Sporty elements have been emerging increasingly in collections for the last few years. At this point, almost every collection represents it to one degree or another, and as a begrudgingly active editor who would prefer to keep exercise confined to the gym or pre-arranged outdoor activities, I do appreciate the appeal of clothes that can accommodate an active lifestyle.
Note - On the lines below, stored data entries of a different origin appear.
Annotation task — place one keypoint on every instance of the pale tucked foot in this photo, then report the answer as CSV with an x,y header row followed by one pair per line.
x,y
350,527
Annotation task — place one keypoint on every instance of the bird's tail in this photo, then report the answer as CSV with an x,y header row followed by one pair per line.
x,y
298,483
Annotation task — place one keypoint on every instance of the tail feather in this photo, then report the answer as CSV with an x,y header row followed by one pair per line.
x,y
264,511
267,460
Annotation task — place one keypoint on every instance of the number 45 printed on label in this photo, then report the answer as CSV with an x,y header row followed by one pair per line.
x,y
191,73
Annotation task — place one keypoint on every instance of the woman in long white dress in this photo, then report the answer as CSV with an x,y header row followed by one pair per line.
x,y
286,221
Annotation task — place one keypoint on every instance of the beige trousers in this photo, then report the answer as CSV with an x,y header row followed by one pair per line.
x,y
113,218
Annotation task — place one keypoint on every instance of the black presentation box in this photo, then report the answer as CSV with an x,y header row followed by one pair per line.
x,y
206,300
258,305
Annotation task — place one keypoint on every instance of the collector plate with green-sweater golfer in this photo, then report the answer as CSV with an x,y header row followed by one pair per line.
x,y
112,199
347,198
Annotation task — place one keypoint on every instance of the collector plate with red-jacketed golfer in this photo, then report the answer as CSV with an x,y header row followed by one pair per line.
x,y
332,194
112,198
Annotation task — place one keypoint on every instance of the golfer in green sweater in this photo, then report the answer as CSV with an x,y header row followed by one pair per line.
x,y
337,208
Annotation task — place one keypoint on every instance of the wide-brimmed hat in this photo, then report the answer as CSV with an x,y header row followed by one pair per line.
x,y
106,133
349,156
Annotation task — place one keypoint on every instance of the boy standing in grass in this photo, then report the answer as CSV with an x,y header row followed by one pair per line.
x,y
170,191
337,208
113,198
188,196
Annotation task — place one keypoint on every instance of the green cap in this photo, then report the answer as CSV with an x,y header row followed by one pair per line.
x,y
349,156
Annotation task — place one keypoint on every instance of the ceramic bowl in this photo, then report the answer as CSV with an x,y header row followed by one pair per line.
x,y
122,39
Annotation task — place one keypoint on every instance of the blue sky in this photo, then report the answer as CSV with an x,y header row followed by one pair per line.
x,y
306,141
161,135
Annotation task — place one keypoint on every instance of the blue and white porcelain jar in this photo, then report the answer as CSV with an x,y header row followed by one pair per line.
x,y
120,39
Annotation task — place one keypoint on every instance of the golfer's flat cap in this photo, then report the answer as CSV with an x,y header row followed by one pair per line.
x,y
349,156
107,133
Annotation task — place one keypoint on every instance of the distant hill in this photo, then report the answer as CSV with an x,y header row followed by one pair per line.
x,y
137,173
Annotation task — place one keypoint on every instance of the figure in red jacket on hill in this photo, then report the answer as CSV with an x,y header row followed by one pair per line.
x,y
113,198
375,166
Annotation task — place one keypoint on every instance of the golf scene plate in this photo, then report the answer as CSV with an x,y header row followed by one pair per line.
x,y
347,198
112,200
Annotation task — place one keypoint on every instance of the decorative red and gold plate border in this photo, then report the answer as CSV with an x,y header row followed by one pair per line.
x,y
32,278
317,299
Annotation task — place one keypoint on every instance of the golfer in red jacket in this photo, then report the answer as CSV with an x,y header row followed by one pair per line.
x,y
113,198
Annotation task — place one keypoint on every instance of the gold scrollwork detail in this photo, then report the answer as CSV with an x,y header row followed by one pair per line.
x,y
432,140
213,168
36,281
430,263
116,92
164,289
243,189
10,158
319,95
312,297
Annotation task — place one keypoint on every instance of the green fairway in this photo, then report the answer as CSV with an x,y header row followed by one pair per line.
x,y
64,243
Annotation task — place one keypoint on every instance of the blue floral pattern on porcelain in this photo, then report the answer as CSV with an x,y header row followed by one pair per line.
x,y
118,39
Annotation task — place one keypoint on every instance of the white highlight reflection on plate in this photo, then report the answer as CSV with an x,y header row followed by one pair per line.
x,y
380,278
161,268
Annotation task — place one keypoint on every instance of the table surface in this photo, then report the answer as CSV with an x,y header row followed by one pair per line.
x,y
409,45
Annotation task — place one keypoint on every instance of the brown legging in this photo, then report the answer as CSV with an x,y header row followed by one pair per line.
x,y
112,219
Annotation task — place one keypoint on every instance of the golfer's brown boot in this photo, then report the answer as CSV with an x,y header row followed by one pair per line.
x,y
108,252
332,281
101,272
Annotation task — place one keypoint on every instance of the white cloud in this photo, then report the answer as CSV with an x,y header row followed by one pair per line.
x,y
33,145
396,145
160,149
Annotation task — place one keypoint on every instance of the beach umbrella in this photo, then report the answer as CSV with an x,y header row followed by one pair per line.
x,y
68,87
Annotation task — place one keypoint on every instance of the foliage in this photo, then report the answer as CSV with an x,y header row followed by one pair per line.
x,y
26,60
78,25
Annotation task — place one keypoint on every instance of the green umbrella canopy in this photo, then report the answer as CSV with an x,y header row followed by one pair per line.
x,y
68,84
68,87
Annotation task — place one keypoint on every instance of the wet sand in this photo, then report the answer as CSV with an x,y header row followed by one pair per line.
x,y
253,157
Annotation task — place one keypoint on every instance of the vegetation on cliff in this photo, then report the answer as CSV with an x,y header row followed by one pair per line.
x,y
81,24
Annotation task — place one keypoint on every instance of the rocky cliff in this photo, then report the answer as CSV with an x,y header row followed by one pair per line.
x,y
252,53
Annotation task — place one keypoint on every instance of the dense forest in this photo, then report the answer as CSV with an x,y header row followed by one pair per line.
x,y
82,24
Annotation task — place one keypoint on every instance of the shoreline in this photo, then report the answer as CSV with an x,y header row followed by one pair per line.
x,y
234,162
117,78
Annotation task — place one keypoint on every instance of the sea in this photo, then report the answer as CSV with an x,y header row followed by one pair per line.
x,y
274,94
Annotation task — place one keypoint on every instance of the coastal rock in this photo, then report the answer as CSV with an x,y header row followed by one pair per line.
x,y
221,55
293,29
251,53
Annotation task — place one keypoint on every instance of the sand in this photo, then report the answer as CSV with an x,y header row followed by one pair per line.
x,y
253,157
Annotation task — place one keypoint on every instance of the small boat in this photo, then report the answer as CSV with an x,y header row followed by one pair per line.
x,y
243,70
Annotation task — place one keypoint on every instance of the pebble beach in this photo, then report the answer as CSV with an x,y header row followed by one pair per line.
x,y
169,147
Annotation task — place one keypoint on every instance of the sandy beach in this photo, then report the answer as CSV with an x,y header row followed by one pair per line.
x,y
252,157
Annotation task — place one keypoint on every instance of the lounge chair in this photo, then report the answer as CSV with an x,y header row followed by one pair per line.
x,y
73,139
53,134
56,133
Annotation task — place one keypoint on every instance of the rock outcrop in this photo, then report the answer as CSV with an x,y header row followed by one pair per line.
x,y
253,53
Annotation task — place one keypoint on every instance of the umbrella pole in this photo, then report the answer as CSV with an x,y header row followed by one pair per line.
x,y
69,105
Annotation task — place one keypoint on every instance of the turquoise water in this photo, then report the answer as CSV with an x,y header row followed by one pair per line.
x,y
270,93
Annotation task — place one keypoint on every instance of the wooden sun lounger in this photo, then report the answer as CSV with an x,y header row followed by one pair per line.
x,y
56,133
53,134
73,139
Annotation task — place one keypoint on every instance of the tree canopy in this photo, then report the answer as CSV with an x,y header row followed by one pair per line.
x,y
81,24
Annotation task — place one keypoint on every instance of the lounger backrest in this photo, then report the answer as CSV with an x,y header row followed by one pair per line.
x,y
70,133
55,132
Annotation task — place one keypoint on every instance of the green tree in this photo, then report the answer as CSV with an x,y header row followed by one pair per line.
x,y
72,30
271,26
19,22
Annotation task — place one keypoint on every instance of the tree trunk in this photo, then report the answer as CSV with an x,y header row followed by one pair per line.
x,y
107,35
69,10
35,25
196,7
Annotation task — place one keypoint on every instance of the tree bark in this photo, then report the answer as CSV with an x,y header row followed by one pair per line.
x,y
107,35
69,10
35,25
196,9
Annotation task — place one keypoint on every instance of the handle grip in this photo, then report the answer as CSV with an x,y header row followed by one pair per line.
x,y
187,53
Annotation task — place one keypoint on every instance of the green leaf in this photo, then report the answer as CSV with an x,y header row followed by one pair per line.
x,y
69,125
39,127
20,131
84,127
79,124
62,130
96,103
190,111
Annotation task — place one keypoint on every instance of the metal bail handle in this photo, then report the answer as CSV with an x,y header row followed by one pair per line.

There are brands like Z Zegna, who've been championing the athleisure/athluxury scene almost since it started, or even before—a not-unimpressive accolade, considering the glacial pace of change with which we in the U.S. associate Italian brands, not least family-run ones. Folding the prescient Zegna Sport line into the more youth-focused diffusion line, Z Zegna, was a sensible move for sure, and now, even the house’s more elevated collection, Ermenegildo Zegna Couture, has a sprinkle of activewear—tank tops and tracksuit jackets, or elasticated ankles on suit-style pants. Almost all of Prada's pants this season were active-inspired, and coupled with tiny nylon sport shorts and futuristic sneakers, this was certainly a more sport-centric collection for Miuccia, too. No. 21, Fendi, Ports 1961, and MSGM showed retro-style track jackets, and there were collections like Marcelo Burlon's, for whom activewear played a major part—sweatpants, basketball shorts, and hoodies. Dolce & Gabbana showed baseball jerseys and basketball-style sets.
There were brands that continued to mostly eschew this active move—Canali, Ferragamo, Etro, and Giorgio Armani, for example—but this is Italy, global center of suiting excellence. In fact, if we ever make contact with extraterrestrials, chances are they will abandon whatever suits they have on their own planet in favor of ones stitched in Italy. While it is well-known as a nation slow to embrace change, stuck in its ways for centuries at a time, the needle, it is a-moving, and while Nike might have a monopoly on sporting goods, they had better beware. The Italians might just do it.